“他去镇上买水了,只是村里需要的人水太多,他买水的钱不够,不但用了家里的余粮去换,还借了不少钱。”
李秀芝愣了一下。
老村长顾德厚,当了二十年村长,今年是最后一年。
他想拿个先进再退,好给儿子在镇上谋个差事。
这次大旱,村里缺水,他本可以向上级申请救济,但申请救济就意味着承认村里受灾,先进村就没戏了。
所以他自掏腰包,去镇上买水。
但他那点家底,哪够买全村的水?
借了一圈,欠了一屁股债,买回来的水也只够每家分一瓢。
更糟的是,镇上也没水了。
他今天跑了一趟,扑了个空,一滴水都没买到。
“所以你叔公家连干粮都吃不上了?”李秀芝问。
“钱都拿去买水了,哪还有钱买粮。

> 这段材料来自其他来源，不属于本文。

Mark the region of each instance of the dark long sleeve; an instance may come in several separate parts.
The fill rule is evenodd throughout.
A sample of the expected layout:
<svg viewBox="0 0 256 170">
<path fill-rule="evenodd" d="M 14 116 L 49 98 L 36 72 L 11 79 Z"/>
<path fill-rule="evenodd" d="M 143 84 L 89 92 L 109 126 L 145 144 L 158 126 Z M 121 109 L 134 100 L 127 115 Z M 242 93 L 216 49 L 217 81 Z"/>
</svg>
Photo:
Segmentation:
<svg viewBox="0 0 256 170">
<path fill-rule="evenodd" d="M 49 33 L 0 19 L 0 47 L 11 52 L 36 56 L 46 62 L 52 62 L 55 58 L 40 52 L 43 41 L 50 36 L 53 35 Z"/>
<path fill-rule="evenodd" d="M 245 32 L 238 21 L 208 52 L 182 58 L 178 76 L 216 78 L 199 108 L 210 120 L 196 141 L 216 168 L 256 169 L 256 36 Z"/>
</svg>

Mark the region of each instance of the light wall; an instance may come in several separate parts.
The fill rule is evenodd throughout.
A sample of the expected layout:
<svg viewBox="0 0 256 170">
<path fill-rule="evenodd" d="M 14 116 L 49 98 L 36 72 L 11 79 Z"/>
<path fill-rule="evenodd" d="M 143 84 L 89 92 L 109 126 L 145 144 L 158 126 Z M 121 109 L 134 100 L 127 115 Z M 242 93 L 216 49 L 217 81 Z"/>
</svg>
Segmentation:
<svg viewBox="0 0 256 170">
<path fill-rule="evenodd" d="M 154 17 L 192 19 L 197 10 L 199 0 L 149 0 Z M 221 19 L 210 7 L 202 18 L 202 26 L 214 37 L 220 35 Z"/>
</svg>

”顾北川的声音有些哑,“他是我叔公,小时候对我好,我不能看着他……我虽有心帮衬,可我的工资也不过刚填了他买水的窟窿,再多的,也拿不出来了。”
李秀芝看着他,心里忽然有点发酸。
这人嘴上不会说好听的,但做的事,一件比一件重。
“所以你身上没钱了?”
顾北川没回答,但耳根红了。
李秀芝深吸一口气,站起来,“你跟我来。”
她把他领到后院柴房,推开那扇破木门,地上整整齐齐码着十几桶水。
顾北川愣住了。
“你哪来这么多水?”
“你别管。”李秀芝蹲下来,拍了拍桶身,“这些水,我可以分给村民。”
顾北川的眼睛亮了一下,还没等开口,便再次听到了她的话,“但是不能白给。”
“秀芝,他们……”顾北川皱了皱眉。
李秀芝抬手打断他,“我不是心疼这几桶水,我是怕白给了,下次他们还伸手要,人一旦习惯了伸手,就再也站不起来了。”
“这年头,谁不难?你叔公难,村民难,我也难。”
“但我可以让他们用东西换,草编的筐、纳的鞋底、破铜烂铁,什么都行,我拿去城里换钱,换了钱再买水买粮,这是个长久的营生,不是一锤子买卖。”
“你是想……”顾北川若有所思。
“我想让永固村的村民知道,跟着我李秀芝,不是等着我来救济,是自己动手,丰衣足食。”李秀芝看着他,目光坚定,“你帮我传个话,从明天起,谁家想换水,就来找我,我先看看他们的手艺,如果行,我自然不会吝啬。”